Dec. 18 2013 02:41 PM

Elie Johnson,
What's going on in Wyoming is high levels of oil and natural gas drilling. Lots of people work there and rake in $100k over about 4 months in the summer, then go home and enjoy the rest of the year.

Dec. 18 2013 02:40 PM
Richard Kurth from Grand Prairie, TX

You site on income disparity does not work at promised on the radio. I tried using the zoom (+) and (-) keys to zoon in to DFW area. Did not work. I tried to enter my zip code and that did not work either.

Dec. 18 2013 02:32 PM
Jonathan from Charleston WV

Raised and "raising" in West Virginia, I love my home state but have seen only a declining economy in my life. There's no need to monitor in the next year where Appalachia is headed. It WILL become a "ghost region" in the years and decades ahead, without a doubt. Energy resource (the regional econ engine) changes will hasten the decline - natural gas will not sate a desire to address climate change. When Mr. Chinni wonders what "we will do" with these regions, the answer is...nothing. Its the "natural order" at work, dictating urban flight for job opportunities. And as the NY Times notes (Hurricane Sandy disparities), people - middle, lower class - in the cities are being squeezed now, too. NYC, London, etc, i.e. - its a world issue. Focus on jobs and saving the middle classes. Otherwise our cities will all become Dickensian dystopias, while the rural areas are eaten-up by the wealthy who long for "clean" environments and run their empires from safe distances.

Dec. 18 2013 02:10 PM
Larry Fisher from Brooklyn, N.Y.

I would like to know how many people in New York are not working and don't have to. I don't mean poor people, I mean people who come from money and see jobs as a hobby.

Dec. 18 2013 01:47 PM
Jerrold Richards from Lyle, Washington

Wow, neat! Now when it comes time to eat the rich, we'll know where to go. Thanks, The Takeaway!

Dec. 18 2013 01:27 PM
Jonpaul from Harper Woods, Michigan (borders Detroit)
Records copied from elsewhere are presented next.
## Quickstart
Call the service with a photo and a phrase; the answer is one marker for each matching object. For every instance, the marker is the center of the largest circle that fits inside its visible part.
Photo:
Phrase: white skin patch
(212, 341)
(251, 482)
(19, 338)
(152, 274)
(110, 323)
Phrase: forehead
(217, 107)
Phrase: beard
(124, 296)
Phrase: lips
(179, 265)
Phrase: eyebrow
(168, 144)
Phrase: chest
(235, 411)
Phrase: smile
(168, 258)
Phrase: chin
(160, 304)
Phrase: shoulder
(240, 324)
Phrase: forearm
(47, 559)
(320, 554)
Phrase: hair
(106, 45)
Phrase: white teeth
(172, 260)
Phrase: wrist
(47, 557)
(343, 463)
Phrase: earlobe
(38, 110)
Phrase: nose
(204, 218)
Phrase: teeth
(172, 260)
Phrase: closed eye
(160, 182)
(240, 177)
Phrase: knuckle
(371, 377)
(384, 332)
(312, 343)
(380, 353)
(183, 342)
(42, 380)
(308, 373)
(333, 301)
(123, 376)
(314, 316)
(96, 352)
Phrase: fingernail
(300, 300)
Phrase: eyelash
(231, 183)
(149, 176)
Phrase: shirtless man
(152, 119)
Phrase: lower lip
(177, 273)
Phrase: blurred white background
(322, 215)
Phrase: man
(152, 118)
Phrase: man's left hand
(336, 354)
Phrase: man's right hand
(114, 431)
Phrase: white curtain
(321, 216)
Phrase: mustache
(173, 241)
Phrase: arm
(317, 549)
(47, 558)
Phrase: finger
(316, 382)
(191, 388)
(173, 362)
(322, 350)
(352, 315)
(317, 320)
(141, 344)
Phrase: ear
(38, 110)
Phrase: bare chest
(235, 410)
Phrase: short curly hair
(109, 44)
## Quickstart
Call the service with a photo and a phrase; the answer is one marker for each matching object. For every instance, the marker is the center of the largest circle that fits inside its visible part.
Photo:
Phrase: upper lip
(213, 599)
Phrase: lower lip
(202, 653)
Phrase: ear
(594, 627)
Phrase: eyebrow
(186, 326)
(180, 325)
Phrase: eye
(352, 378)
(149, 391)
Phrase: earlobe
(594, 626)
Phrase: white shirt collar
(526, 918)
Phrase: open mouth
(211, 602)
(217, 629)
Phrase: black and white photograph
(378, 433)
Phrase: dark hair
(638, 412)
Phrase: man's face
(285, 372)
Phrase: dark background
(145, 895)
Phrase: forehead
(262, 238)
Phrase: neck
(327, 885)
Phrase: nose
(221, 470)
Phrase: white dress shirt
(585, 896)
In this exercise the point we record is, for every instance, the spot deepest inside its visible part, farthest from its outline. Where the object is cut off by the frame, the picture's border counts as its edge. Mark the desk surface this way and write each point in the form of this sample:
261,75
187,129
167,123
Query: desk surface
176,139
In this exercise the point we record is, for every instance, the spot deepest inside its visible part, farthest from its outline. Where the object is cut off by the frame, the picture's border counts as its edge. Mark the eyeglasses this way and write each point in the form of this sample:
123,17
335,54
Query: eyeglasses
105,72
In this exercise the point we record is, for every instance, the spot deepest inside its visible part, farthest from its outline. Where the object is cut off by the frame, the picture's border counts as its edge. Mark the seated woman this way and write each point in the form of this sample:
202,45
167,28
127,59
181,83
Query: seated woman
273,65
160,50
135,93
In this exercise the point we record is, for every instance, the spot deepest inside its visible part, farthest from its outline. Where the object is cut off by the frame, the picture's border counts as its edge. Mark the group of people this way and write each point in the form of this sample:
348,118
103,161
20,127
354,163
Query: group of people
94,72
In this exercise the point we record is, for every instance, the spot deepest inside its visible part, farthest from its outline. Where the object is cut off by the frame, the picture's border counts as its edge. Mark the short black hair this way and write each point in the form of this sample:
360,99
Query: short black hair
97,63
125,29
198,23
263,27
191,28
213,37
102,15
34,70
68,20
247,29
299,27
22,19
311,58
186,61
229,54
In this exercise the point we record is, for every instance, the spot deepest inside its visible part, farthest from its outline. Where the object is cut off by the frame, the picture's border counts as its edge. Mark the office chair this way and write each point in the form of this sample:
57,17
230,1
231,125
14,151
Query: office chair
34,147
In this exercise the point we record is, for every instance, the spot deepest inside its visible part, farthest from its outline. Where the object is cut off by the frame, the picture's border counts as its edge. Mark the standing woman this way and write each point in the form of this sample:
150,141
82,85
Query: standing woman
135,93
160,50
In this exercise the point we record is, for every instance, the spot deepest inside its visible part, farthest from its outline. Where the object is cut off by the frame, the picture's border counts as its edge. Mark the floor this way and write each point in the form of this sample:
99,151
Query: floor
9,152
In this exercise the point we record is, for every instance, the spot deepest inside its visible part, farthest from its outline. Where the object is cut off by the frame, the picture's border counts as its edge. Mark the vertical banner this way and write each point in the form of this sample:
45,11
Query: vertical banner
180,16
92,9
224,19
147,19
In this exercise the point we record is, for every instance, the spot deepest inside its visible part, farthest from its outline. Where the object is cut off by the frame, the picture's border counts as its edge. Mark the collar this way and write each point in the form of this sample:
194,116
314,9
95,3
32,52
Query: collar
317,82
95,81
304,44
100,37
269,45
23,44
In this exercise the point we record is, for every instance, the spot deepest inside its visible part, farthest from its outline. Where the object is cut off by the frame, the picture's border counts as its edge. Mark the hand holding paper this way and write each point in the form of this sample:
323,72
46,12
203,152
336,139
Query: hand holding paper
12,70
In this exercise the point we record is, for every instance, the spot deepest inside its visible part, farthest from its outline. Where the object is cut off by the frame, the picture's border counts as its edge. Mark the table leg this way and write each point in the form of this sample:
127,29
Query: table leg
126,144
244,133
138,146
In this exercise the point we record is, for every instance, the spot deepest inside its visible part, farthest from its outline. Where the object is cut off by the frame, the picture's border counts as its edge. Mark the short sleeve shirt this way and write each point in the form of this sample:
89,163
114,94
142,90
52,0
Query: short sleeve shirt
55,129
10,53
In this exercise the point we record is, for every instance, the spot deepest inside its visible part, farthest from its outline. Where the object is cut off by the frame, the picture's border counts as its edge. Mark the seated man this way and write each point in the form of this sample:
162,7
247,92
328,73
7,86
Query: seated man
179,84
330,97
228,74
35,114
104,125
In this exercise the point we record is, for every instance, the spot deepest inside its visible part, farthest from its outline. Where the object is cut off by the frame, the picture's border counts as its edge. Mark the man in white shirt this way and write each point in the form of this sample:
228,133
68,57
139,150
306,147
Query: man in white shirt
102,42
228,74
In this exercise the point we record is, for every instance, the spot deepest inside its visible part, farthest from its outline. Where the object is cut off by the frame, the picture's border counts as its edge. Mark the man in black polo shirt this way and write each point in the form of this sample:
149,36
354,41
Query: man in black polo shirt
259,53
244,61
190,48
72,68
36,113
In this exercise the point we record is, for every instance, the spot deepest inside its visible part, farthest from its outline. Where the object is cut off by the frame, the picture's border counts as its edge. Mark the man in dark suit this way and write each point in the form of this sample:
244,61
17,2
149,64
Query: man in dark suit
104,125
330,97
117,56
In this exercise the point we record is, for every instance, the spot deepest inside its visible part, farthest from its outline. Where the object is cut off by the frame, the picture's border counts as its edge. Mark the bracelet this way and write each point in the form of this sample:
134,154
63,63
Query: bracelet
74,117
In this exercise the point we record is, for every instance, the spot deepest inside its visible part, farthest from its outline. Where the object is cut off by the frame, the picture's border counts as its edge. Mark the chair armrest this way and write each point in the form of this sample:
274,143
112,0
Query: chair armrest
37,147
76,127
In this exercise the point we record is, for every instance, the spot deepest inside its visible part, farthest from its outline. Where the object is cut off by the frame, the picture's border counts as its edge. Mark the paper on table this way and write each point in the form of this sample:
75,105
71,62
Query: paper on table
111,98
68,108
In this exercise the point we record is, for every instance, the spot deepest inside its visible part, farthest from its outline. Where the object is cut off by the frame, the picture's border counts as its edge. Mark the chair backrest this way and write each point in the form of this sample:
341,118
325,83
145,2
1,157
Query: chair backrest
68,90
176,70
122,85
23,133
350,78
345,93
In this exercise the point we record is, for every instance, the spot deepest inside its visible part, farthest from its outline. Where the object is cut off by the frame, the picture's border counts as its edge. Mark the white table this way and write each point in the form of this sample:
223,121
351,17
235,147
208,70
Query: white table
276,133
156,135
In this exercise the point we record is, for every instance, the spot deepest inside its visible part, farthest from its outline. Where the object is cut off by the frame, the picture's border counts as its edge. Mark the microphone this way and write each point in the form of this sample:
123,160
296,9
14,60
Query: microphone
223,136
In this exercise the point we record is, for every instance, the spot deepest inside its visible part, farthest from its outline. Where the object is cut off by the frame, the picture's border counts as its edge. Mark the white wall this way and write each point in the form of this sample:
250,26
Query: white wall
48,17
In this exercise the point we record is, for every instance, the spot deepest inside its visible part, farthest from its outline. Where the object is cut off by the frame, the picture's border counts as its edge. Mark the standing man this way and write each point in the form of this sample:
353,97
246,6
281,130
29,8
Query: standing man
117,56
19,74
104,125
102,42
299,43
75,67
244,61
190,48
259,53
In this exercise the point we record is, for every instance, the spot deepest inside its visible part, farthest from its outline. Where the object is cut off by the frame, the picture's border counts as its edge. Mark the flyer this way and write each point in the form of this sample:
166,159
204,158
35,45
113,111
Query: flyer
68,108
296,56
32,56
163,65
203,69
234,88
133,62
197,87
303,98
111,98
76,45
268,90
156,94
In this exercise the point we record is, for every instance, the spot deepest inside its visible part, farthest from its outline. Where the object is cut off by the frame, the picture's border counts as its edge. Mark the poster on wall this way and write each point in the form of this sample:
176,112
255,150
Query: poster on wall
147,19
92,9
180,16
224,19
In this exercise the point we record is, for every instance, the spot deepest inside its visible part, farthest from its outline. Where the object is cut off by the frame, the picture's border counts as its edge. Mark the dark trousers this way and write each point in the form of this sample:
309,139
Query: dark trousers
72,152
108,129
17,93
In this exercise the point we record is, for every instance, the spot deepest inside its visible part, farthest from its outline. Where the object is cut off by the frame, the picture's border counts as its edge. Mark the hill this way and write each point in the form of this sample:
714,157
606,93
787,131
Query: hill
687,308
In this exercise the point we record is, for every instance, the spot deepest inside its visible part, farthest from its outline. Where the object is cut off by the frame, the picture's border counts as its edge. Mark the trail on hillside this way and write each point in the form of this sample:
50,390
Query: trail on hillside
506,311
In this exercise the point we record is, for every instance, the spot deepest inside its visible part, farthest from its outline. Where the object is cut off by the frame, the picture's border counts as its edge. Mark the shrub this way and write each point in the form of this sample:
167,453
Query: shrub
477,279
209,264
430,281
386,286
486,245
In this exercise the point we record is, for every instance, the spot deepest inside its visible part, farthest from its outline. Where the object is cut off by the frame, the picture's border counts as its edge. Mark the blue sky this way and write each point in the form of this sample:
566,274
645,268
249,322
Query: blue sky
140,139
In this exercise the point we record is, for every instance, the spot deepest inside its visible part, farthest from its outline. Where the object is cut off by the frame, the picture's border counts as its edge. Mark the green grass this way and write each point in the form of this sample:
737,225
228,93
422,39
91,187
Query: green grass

I live very close to a place where the median jumps from $16,000 (part of Detroit) to $123,000 (Grosse Pointe, MI)as it crosses a road.

I was thinking about how much car insurance costs in Detroit. I would like to know if a minimum wage worker would earn enough to insure and register a car in Detroit (leaving out the cost of the car, maintenance or gasoline). I am guessing it would be pretty close. What does that say about the burdens on the poor? This is a city where they dismantled the trollies to make room for more cars. Where the bus system is considered dangerous and unreliable. This is something very relevant to the residents of Detroit and the close suburbs are affected as well.

Dec. 18 2013 01:02 PM
Larry Fisher from Brooklyn, N.Y.

My Partner and I are in the middle because we each have two jobs. The middle does not have the same middle class values that it used to have.
The middle is barely surviving in the Borough of Brooklyn.

Dec. 18 2013 01:00 PM
Tim Wood from Chatham, Mass.

We're right in the middle -- which is unfortunate for a family of four headed by two working professionals. If we were starting off now we could not afford a home in our town. The inability of legislators and the "1 percent" to understand the problems of the ever-shrinking middle class -- too high health care/insurance costs (despite limited reform), rising property values due to speculation, etc. -- is maddening and paints a bleak picture of the future. Worst victim: our kids.

Dec. 18 2013 12:36 PM
Elise Johnson from Seattle

I'd like to know what's going on in Wyoming.